One of the best things you can do is to stay calm, find out what the problem is and keep everyone informed. For your users, knowing that someone is on the case can be reassuring and helps them to be aware that a fix is in progress.
With that in mind, what happened with O2 over the weekend?
Some of the equipment used by O2 is manufactured by Swedish company Ericsson, a well known and highly trusted company with customers worldwide. Given that their equipment handles data ranging from Tweets to highly sensitive personal data and much more inbetween, keeping things secure is vital.
Many websites now use HTTPS rather than the older HTTP, which is often shown through the Green Padlock in the address bar. This helps you to know that anything going between you and the server is encrypted to prevent someone else from eavesdropping. One of the things this needs is an SSL Certificate also known as a Security Certificate. These can be used for other purposes as well, not just websites.
Ericsson makes heavy use of Security Certificates to ensure that data going through their equipment is encrypted because a wide range of data is handled. SSL Certificates do not last forever and must be renewed before they expire - otherwise the encryption will stop working.

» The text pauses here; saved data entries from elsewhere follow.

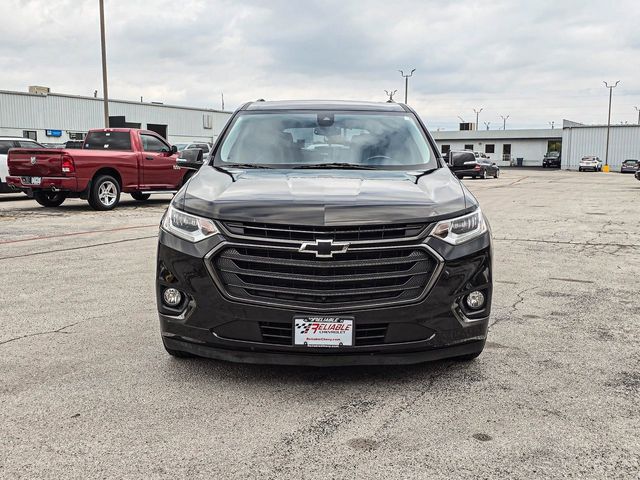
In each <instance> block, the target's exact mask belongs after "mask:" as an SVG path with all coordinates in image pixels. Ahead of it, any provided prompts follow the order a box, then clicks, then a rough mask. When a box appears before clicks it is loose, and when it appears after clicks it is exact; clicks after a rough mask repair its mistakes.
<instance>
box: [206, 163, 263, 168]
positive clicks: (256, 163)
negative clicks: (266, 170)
mask: <svg viewBox="0 0 640 480" xmlns="http://www.w3.org/2000/svg"><path fill="white" fill-rule="evenodd" d="M216 167H222V168H269V169H270V168H271V167H267V166H266V165H260V164H257V163H228V164H224V165H216Z"/></svg>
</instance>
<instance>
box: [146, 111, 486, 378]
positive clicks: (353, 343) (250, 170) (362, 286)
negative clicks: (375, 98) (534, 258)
mask: <svg viewBox="0 0 640 480" xmlns="http://www.w3.org/2000/svg"><path fill="white" fill-rule="evenodd" d="M316 146H317V148H316ZM156 279H157V280H156V287H157V305H158V311H159V317H160V328H161V333H162V340H163V342H164V346H165V348H166V350H167V351H168V353H169V354H171V355H173V356H176V357H184V356H192V355H196V356H203V357H211V358H217V359H223V360H231V361H237V362H256V363H272V364H292V365H317V366H329V365H353V364H392V363H393V364H406V363H417V362H423V361H427V360H435V359H441V358H447V357H455V358H458V359H464V360H470V359H472V358H475V357H476V356H478V355H479V354H480V352H481V351H482V349H483V348H484V344H485V340H486V336H487V326H488V321H489V314H490V309H491V297H492V253H491V233H490V231H489V226H488V223H487V221H486V219H485V217H484V215H483V213H482V212H481V211H480V208H479V205H478V202H477V200H476V199H475V198H474V197H473V195H472V194H471V193H470V192H469V190H468V189H467V188H466V187H465V186H464V185H463V184H462V183H461V182H460V181H459V180H457V179H456V178H455V176H454V175H453V174H452V173H451V171H450V170H449V169H448V168H447V166H446V165H445V164H444V163H443V162H442V160H441V158H440V156H439V155H438V153H437V150H436V144H435V142H434V140H433V138H432V137H431V135H430V134H429V133H428V132H427V130H426V128H425V126H424V124H423V123H422V122H421V120H420V118H419V117H418V116H417V115H416V113H415V112H414V111H413V110H411V109H410V108H409V107H407V106H405V105H402V104H397V103H364V102H318V101H306V102H264V101H259V102H253V103H249V104H246V105H244V106H243V107H241V108H240V109H239V110H238V111H236V112H235V113H234V114H233V116H232V117H231V119H230V121H229V123H228V124H227V126H226V127H225V128H224V130H223V131H222V133H221V136H220V140H219V141H218V142H217V143H216V145H215V146H214V148H213V150H212V152H211V155H210V156H209V157H208V158H207V159H206V160H205V163H204V165H203V166H202V167H201V168H200V169H199V170H198V171H197V173H196V174H195V175H194V176H193V177H192V178H191V179H190V180H189V182H187V183H186V184H185V186H184V187H183V188H182V189H181V190H180V191H179V192H178V194H177V195H176V196H175V197H174V199H173V201H172V202H171V205H170V206H169V208H168V210H167V212H166V213H165V215H164V217H163V219H162V225H161V229H160V235H159V245H158V254H157V276H156Z"/></svg>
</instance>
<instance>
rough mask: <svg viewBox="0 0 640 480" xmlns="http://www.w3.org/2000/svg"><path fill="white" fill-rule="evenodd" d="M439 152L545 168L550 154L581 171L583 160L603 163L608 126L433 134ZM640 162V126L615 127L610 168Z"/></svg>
mask: <svg viewBox="0 0 640 480" xmlns="http://www.w3.org/2000/svg"><path fill="white" fill-rule="evenodd" d="M432 133H433V137H434V139H435V140H436V142H437V143H438V145H439V147H440V150H441V151H442V152H443V153H444V152H447V151H449V150H474V151H476V152H482V153H485V154H487V156H488V157H489V158H490V159H491V160H492V161H494V162H496V163H497V164H498V165H500V166H507V165H514V164H517V163H518V159H522V165H523V166H525V167H534V166H535V167H539V166H542V157H543V156H544V154H545V153H546V152H549V151H560V152H562V168H563V169H565V170H578V163H580V159H581V158H582V157H586V156H597V157H600V159H601V160H602V161H603V162H604V160H605V151H606V143H607V126H606V125H583V124H581V123H576V122H571V121H568V120H565V121H564V122H563V126H562V129H560V128H556V129H529V130H461V131H440V132H437V131H436V132H432ZM629 158H634V159H640V125H612V126H611V129H610V138H609V166H610V168H611V170H612V171H620V166H621V165H622V162H623V161H624V160H626V159H629Z"/></svg>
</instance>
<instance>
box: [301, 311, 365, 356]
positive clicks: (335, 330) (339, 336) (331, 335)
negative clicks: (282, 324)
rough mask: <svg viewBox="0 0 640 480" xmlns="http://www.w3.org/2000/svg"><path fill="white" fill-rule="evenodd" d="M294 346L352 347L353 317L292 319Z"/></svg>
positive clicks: (311, 346)
mask: <svg viewBox="0 0 640 480" xmlns="http://www.w3.org/2000/svg"><path fill="white" fill-rule="evenodd" d="M293 329H294V344H295V345H303V346H305V347H328V348H338V347H350V346H352V345H353V317H331V316H305V317H303V316H300V317H294V322H293Z"/></svg>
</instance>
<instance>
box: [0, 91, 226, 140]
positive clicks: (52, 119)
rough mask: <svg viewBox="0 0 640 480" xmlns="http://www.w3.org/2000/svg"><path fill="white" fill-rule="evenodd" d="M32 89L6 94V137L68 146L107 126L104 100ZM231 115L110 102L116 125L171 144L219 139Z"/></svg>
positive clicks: (3, 101)
mask: <svg viewBox="0 0 640 480" xmlns="http://www.w3.org/2000/svg"><path fill="white" fill-rule="evenodd" d="M29 90H30V92H29V93H26V92H10V91H2V90H0V135H6V136H17V137H29V138H33V139H35V140H37V141H39V142H40V143H64V142H65V141H67V140H82V139H83V138H84V135H85V134H86V132H87V131H88V130H89V129H92V128H101V127H103V126H104V113H103V112H104V110H103V101H102V99H101V98H94V97H82V96H77V95H64V94H59V93H50V92H49V89H48V88H44V87H30V88H29ZM230 116H231V113H230V112H225V111H222V110H214V109H207V108H191V107H179V106H175V105H164V104H158V103H143V102H132V101H126V100H109V117H110V126H111V127H125V126H126V127H135V128H145V129H148V130H153V131H155V132H157V133H159V134H160V135H162V136H164V137H165V138H167V140H169V141H170V142H171V143H179V142H191V141H194V140H195V141H209V142H210V141H213V140H214V139H215V138H216V137H217V136H218V134H219V133H220V131H221V130H222V128H223V127H224V125H225V123H226V122H227V120H228V118H229V117H230Z"/></svg>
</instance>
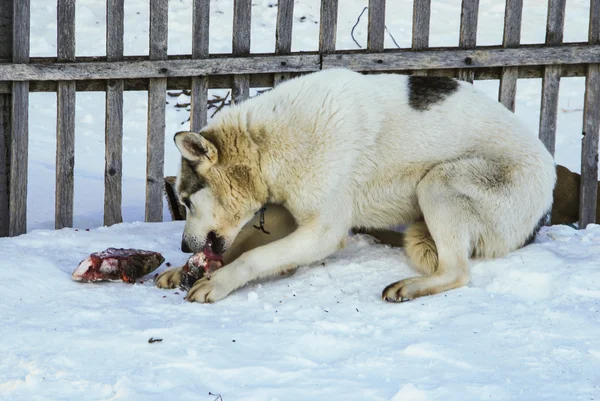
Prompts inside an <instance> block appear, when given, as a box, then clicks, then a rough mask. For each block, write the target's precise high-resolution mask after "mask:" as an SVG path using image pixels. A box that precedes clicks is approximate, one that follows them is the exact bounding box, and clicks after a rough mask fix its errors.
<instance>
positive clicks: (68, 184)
mask: <svg viewBox="0 0 600 401" xmlns="http://www.w3.org/2000/svg"><path fill="white" fill-rule="evenodd" d="M57 20H58V22H57V36H58V37H57V44H58V61H59V62H69V61H71V62H72V61H75V0H58V8H57ZM75 97H76V92H75V81H61V82H59V83H58V93H57V106H56V107H57V113H56V115H57V119H56V198H55V212H54V213H55V215H54V227H55V228H56V229H61V228H64V227H72V226H73V186H74V175H73V168H74V164H75Z"/></svg>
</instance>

On the 6th December 2018, some of the Security Certificates used by Ericsson expired and weren't renewed. The systems correctly picked up on this and blocked all unencrypted data from passing through, effectively shutting down the entire system. As a result, this caused anything that relied on the equipment to also fail - with O2 being one of the worst affected. Fixing the issue required several hours of investigating and a number of attempts. By the evening, some systems had started to recover as the root cause was found and fixed. Both Ericsson and O2 are still cleaning up and it may take some time before the full answers are available.
While an outage of this size doesn't happen every day, it's always important to be prepared for when something does go wrong.